L’identificazione dei due interlocutori di quella captazione negli odierni indagati avviene attraverso un verbale di riconoscimento vocale, depositato il 29 maggio scorso, dove un investigatore dei carabinieri specifica che «il riconoscimento è basato sull’ascolto delle voci degli interlocutori per un lungo arco temporale e per la conoscenza diretta dei prevenuti».

Altri particolari dell’arresto sono stati forniti nel corso della conferenza stampa che si è tenuta l’altro ieri nella sede del Gruppo carabinieri di Locri, alla presenza del procuratore della Repubblica di Locri Luigi D’Alessio, del sostituto Rosanna Sgueglia, del colonnello Pasqualino Toscani, del capitano Antonio Di Mauro e del maresciallo Antonio Longo.

Ieri mattina, intanto, Maurizio Sorgiovanni, difeso dall’avv.
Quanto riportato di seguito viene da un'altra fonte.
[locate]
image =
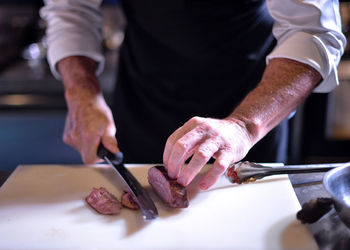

Alfredo Arcorace, nell’interrogatorio di garanzia davanti al gip si è avvalso della facoltà di non rispondere riservandosi di farlo non appena avrà letto tutti gli atti.

Caso chiuso?

Dopo sette anni di indagini l’omicidio di Angelo Ronzello sarebbe stato risolto dai Carabinieri attraverso intercettazioni ambientali che avrebbero disegnato i contorni e il perimetro che avrebbe portato alla morte del giovane imprenditore. Caso chiuso, dunque. E tuttavia bisognerà attendere le risultanze del processo prima di consegnare la verità giudiziaria agli archivi della storia recente della Locride.